General Expression Language (GEL)

This document provides a detailed technical specification and data sheet for the General Expression Language (GEL). The specification covers its lexing, parsing, and AST data structures, serving as a reference for both implementers and power users.

1. Introduction
2. Overview of GEL
3. Lexer
4. Parser
5. Token Types
6. Grammar and AST
7. Configuration and Known Fields
8. Usage Examples
9. Error Handling
10. References

1. Introduction

GEL (General Expression Language) is a domain-specific language intended for constructing logical and arithmetic expressions. These expressions can filter data records, define conditions, or implement advanced matching logic. The language supports:

Logical operators (and, or, not).
Comparison operators (eq, ne, lt, le, gt, ge, in, has).
Field references (e.g., file.name).
Function calls with type-checking.
Literal values (numbers, strings, bytes, boolean).
Collections and set-literals ({...} syntax for in checks).
Array and map subscript notation (arr[index] or obj[key]).

2. Overview of GEL

GEL expressions are written in a compact form that closely resembles pseudo-code:

Example Expression:
not process.name eq "cmd.exe" and (file.extension in { "exe" "dll" })
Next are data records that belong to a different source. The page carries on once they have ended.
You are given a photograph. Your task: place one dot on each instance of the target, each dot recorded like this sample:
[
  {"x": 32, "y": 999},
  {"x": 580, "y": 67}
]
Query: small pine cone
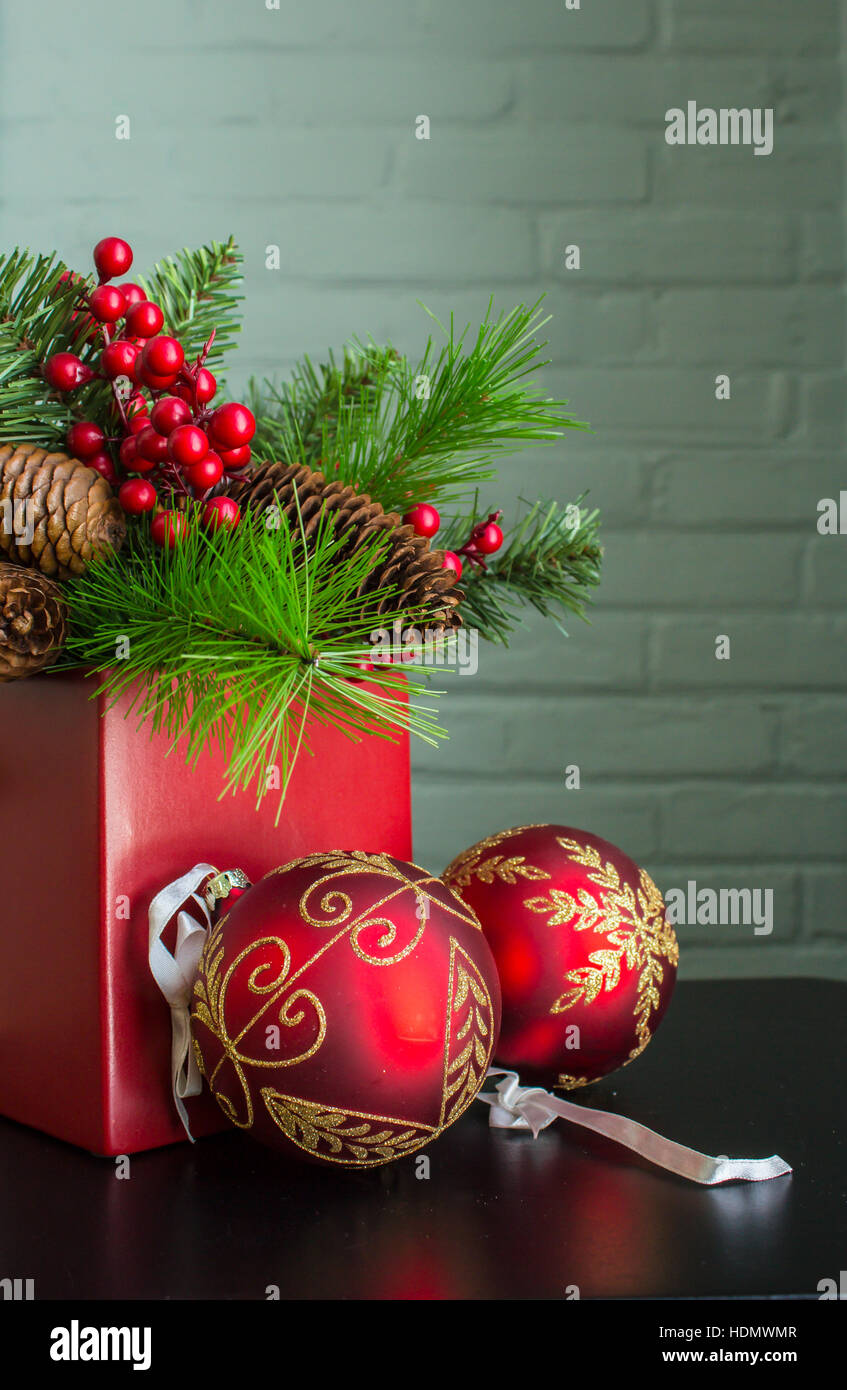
[
  {"x": 409, "y": 565},
  {"x": 70, "y": 508},
  {"x": 32, "y": 622}
]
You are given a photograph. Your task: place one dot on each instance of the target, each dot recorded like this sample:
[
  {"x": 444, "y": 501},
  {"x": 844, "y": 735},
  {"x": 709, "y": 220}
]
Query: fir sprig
[
  {"x": 36, "y": 310},
  {"x": 550, "y": 560},
  {"x": 237, "y": 638},
  {"x": 196, "y": 292},
  {"x": 41, "y": 313},
  {"x": 430, "y": 431}
]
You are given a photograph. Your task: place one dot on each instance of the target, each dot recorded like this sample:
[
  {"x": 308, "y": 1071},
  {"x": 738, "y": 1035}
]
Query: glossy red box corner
[{"x": 95, "y": 819}]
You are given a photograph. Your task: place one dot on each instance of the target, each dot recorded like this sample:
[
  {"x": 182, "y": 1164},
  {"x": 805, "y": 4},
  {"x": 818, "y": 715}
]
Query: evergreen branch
[
  {"x": 196, "y": 291},
  {"x": 235, "y": 638},
  {"x": 427, "y": 432},
  {"x": 550, "y": 562},
  {"x": 36, "y": 312},
  {"x": 41, "y": 314}
]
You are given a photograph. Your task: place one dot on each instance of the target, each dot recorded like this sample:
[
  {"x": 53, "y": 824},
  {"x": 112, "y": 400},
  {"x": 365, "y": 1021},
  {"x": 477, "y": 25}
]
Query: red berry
[
  {"x": 168, "y": 527},
  {"x": 85, "y": 439},
  {"x": 132, "y": 292},
  {"x": 143, "y": 319},
  {"x": 64, "y": 371},
  {"x": 113, "y": 257},
  {"x": 152, "y": 381},
  {"x": 168, "y": 414},
  {"x": 163, "y": 356},
  {"x": 136, "y": 496},
  {"x": 206, "y": 473},
  {"x": 424, "y": 519},
  {"x": 188, "y": 445},
  {"x": 235, "y": 459},
  {"x": 205, "y": 387},
  {"x": 221, "y": 512},
  {"x": 488, "y": 538},
  {"x": 232, "y": 424},
  {"x": 103, "y": 464},
  {"x": 118, "y": 357},
  {"x": 107, "y": 303},
  {"x": 128, "y": 452},
  {"x": 150, "y": 445}
]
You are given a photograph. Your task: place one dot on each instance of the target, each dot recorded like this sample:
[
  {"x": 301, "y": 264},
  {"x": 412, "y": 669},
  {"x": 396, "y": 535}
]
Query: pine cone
[
  {"x": 409, "y": 565},
  {"x": 71, "y": 508},
  {"x": 32, "y": 622}
]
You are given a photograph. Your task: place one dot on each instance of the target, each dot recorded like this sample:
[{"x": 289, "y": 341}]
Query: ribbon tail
[
  {"x": 175, "y": 973},
  {"x": 665, "y": 1153},
  {"x": 531, "y": 1108}
]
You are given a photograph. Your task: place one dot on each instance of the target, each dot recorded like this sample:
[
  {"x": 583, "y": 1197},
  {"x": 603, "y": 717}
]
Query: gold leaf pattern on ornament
[
  {"x": 342, "y": 1136},
  {"x": 469, "y": 1036},
  {"x": 636, "y": 930},
  {"x": 472, "y": 863}
]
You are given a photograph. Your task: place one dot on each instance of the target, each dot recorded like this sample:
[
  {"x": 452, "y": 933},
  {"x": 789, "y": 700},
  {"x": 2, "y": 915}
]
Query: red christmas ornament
[
  {"x": 347, "y": 1008},
  {"x": 586, "y": 958}
]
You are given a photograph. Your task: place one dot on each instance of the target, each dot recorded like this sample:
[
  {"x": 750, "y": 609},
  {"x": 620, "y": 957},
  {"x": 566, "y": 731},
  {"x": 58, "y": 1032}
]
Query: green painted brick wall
[{"x": 295, "y": 127}]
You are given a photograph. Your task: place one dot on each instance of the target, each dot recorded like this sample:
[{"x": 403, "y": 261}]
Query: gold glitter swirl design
[
  {"x": 477, "y": 863},
  {"x": 210, "y": 1009},
  {"x": 373, "y": 934},
  {"x": 356, "y": 1139},
  {"x": 636, "y": 930}
]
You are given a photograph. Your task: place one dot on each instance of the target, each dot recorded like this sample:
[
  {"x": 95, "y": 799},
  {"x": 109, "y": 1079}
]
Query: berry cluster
[
  {"x": 486, "y": 537},
  {"x": 173, "y": 442}
]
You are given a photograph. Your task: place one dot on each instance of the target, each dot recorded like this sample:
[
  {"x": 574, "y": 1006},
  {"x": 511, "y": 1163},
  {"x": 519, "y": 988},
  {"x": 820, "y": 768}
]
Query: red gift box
[{"x": 93, "y": 822}]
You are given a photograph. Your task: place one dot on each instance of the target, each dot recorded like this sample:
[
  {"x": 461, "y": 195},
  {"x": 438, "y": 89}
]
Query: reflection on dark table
[{"x": 739, "y": 1068}]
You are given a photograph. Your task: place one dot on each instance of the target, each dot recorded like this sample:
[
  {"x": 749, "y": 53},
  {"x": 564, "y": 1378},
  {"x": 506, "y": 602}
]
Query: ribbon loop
[
  {"x": 530, "y": 1108},
  {"x": 175, "y": 973}
]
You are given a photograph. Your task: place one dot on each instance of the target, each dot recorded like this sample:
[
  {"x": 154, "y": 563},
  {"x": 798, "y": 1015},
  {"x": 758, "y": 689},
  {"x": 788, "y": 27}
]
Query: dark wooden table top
[{"x": 741, "y": 1068}]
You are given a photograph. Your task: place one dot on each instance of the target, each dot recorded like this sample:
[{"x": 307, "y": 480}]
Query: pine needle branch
[
  {"x": 196, "y": 291},
  {"x": 550, "y": 560},
  {"x": 417, "y": 432},
  {"x": 41, "y": 314},
  {"x": 235, "y": 638}
]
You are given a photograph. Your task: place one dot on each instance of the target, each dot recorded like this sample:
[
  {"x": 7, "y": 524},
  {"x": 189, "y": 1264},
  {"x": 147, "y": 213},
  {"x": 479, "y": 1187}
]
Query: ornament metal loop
[{"x": 223, "y": 884}]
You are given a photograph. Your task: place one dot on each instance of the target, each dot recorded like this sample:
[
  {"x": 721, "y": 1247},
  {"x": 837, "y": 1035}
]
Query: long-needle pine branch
[
  {"x": 235, "y": 638},
  {"x": 550, "y": 560},
  {"x": 429, "y": 431}
]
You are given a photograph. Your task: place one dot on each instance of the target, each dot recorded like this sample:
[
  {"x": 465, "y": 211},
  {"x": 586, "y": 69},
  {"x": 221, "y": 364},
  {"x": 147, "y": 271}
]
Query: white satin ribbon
[
  {"x": 175, "y": 973},
  {"x": 531, "y": 1108}
]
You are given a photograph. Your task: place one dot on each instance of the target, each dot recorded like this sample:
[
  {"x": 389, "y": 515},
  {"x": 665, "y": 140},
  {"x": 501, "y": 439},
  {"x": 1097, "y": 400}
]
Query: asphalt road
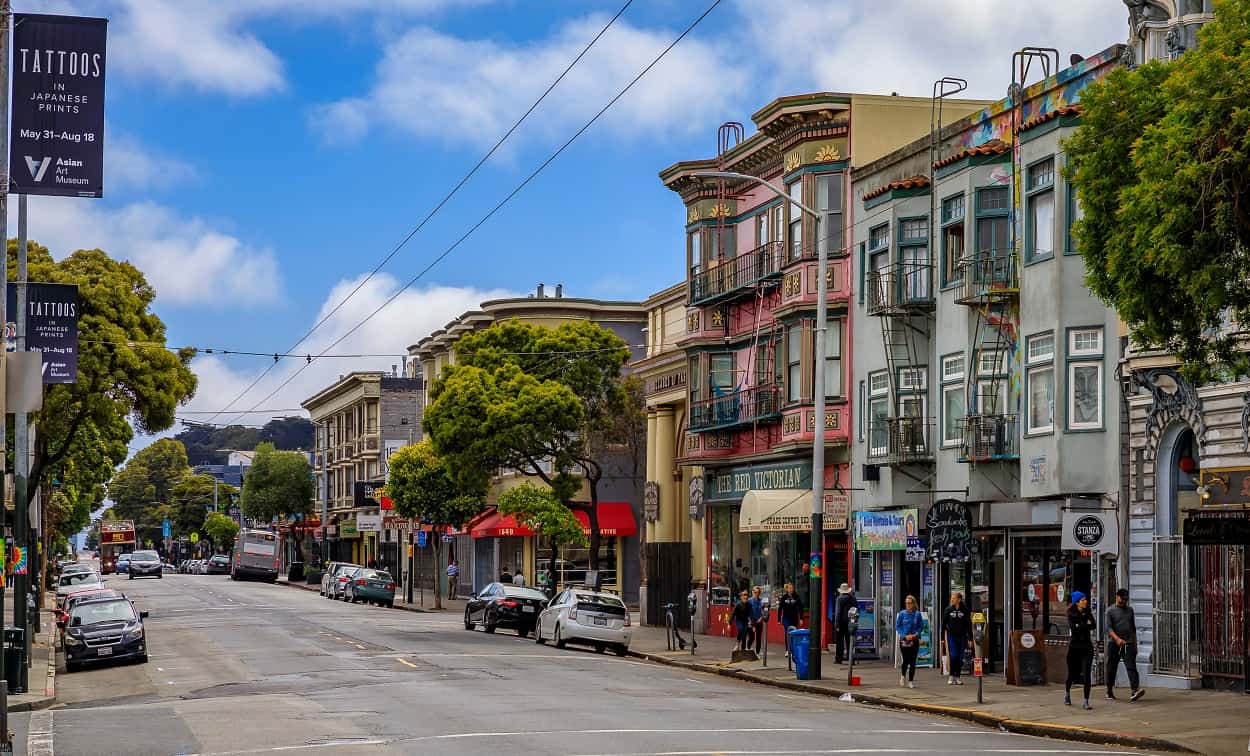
[{"x": 263, "y": 669}]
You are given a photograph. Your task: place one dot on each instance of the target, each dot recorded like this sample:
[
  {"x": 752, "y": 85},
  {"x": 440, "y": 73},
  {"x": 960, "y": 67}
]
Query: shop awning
[
  {"x": 776, "y": 510},
  {"x": 495, "y": 525},
  {"x": 615, "y": 519}
]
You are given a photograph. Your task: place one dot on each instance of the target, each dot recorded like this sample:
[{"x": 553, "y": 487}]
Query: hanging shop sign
[
  {"x": 1090, "y": 530},
  {"x": 1218, "y": 529},
  {"x": 51, "y": 328},
  {"x": 885, "y": 530},
  {"x": 56, "y": 148},
  {"x": 949, "y": 527}
]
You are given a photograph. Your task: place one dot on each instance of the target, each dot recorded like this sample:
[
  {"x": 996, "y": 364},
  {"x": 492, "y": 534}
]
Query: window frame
[{"x": 1034, "y": 193}]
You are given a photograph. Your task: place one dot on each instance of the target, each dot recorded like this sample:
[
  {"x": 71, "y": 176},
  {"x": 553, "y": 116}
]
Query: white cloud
[
  {"x": 415, "y": 314},
  {"x": 905, "y": 45},
  {"x": 460, "y": 90},
  {"x": 188, "y": 260},
  {"x": 208, "y": 46}
]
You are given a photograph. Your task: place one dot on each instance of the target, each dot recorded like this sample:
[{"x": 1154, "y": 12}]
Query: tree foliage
[
  {"x": 278, "y": 484},
  {"x": 539, "y": 400},
  {"x": 125, "y": 375},
  {"x": 1161, "y": 161}
]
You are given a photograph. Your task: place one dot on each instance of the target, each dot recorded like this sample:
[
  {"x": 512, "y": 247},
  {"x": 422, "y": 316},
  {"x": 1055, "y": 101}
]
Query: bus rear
[{"x": 255, "y": 555}]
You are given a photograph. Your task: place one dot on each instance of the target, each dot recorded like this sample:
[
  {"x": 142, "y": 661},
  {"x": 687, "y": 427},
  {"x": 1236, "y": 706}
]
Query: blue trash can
[{"x": 800, "y": 642}]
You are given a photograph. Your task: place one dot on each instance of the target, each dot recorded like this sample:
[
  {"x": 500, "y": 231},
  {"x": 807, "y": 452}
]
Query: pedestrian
[
  {"x": 958, "y": 631},
  {"x": 1121, "y": 644},
  {"x": 908, "y": 625},
  {"x": 453, "y": 579},
  {"x": 741, "y": 619},
  {"x": 843, "y": 621},
  {"x": 789, "y": 612},
  {"x": 1080, "y": 646},
  {"x": 758, "y": 627}
]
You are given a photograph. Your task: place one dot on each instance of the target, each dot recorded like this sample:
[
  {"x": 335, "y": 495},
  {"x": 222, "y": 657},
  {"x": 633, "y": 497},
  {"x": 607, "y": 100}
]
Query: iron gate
[
  {"x": 1174, "y": 617},
  {"x": 1223, "y": 639}
]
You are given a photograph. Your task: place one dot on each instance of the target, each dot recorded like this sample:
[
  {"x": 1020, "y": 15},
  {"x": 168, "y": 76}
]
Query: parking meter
[{"x": 978, "y": 661}]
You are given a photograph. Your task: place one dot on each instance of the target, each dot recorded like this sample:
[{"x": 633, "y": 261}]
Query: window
[
  {"x": 834, "y": 359},
  {"x": 1040, "y": 196},
  {"x": 1040, "y": 392},
  {"x": 829, "y": 204},
  {"x": 795, "y": 190},
  {"x": 951, "y": 414},
  {"x": 993, "y": 229},
  {"x": 951, "y": 238},
  {"x": 794, "y": 363}
]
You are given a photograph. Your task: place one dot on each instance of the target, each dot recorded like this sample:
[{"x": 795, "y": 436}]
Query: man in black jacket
[{"x": 843, "y": 621}]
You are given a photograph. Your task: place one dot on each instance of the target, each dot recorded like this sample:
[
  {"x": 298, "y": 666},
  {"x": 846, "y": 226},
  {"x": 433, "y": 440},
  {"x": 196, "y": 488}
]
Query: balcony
[
  {"x": 900, "y": 289},
  {"x": 729, "y": 278},
  {"x": 988, "y": 276},
  {"x": 990, "y": 439},
  {"x": 739, "y": 407},
  {"x": 901, "y": 440}
]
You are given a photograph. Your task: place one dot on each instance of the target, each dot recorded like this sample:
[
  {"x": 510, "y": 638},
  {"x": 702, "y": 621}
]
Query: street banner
[
  {"x": 56, "y": 148},
  {"x": 51, "y": 328}
]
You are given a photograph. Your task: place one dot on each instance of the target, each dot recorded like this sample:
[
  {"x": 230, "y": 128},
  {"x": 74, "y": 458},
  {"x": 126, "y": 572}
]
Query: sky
[{"x": 263, "y": 156}]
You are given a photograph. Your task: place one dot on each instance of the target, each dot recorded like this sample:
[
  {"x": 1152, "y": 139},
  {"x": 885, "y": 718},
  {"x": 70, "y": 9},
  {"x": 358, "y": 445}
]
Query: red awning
[
  {"x": 615, "y": 519},
  {"x": 495, "y": 525}
]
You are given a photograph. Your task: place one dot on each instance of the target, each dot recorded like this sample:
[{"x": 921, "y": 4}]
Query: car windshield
[
  {"x": 515, "y": 591},
  {"x": 93, "y": 612}
]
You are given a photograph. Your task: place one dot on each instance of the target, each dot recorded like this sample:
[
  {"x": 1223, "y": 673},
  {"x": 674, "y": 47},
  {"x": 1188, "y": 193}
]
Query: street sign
[{"x": 58, "y": 105}]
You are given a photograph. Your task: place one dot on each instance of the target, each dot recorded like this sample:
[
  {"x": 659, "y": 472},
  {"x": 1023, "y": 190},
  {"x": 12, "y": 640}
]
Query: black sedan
[
  {"x": 501, "y": 605},
  {"x": 104, "y": 630}
]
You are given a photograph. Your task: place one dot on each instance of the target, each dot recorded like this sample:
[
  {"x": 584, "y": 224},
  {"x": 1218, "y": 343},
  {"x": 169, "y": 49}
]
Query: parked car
[
  {"x": 343, "y": 572},
  {"x": 104, "y": 630},
  {"x": 500, "y": 605},
  {"x": 219, "y": 564},
  {"x": 585, "y": 617},
  {"x": 144, "y": 564},
  {"x": 371, "y": 586}
]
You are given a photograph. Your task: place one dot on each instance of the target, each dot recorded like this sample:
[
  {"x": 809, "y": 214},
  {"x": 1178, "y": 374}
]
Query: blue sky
[{"x": 263, "y": 155}]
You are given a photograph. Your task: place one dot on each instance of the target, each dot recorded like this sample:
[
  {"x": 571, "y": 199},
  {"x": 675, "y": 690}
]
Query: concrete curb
[{"x": 976, "y": 716}]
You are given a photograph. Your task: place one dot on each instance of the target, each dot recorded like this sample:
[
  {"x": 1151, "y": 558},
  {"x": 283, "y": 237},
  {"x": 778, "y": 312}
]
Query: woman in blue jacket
[{"x": 908, "y": 625}]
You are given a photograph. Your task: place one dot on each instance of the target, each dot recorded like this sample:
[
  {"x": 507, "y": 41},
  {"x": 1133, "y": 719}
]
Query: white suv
[{"x": 588, "y": 617}]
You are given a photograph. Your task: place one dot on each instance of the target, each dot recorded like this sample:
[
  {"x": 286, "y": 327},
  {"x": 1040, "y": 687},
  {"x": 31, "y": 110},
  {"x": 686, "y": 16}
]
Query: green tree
[
  {"x": 125, "y": 374},
  {"x": 1161, "y": 160},
  {"x": 424, "y": 490},
  {"x": 533, "y": 399},
  {"x": 539, "y": 510},
  {"x": 278, "y": 484},
  {"x": 221, "y": 530}
]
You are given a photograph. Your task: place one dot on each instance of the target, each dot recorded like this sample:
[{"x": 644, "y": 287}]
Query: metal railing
[
  {"x": 900, "y": 288},
  {"x": 988, "y": 276},
  {"x": 990, "y": 439},
  {"x": 901, "y": 440},
  {"x": 738, "y": 274},
  {"x": 739, "y": 407}
]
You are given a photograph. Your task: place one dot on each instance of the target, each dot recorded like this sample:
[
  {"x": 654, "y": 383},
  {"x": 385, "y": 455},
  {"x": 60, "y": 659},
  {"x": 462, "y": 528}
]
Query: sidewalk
[{"x": 1164, "y": 720}]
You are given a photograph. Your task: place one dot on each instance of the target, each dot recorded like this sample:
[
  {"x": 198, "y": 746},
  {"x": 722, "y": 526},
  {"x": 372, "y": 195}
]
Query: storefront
[{"x": 759, "y": 534}]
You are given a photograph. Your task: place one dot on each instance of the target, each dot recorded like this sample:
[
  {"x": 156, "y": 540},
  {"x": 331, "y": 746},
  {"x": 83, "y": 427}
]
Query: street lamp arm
[{"x": 769, "y": 185}]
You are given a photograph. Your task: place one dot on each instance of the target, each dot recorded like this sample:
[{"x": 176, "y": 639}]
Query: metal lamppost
[{"x": 818, "y": 444}]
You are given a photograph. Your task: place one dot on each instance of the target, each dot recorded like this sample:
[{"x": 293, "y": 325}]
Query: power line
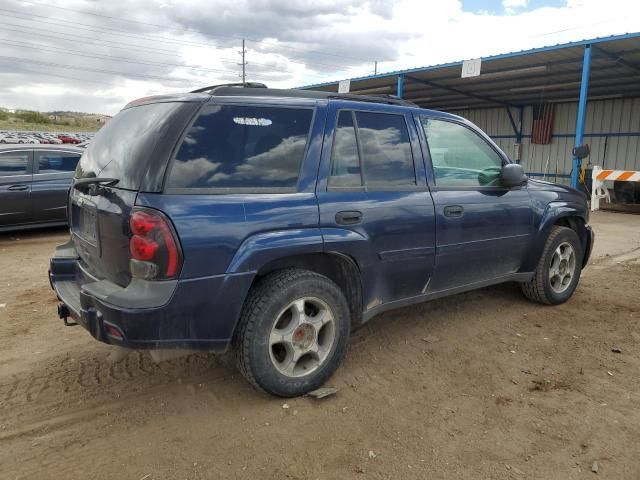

Internally, GEL undergoes two phases of processing:

Tokenization (via the Lexer)
Parsing into an AST (via the Parser)

Once parsed into an Expression AST, the language elements can be further analyzed or executed by an interpreter or evaluator.

3. Lexer

The lexer is defined in lexer_optimized.ts, providing an optimized tokenization phase. Key optimizations include:

Inline checks for digits, alpha characters, etc.
Early short-circuit when reaching end-of-input.
Single-pass loops for reading strings, raw strings, and byte strings.

3.1 `GelLexer` Class

The GelLexer converts an input string into an array of Token objects. Notable methods:

tokenize(): Main entry point that returns Token[].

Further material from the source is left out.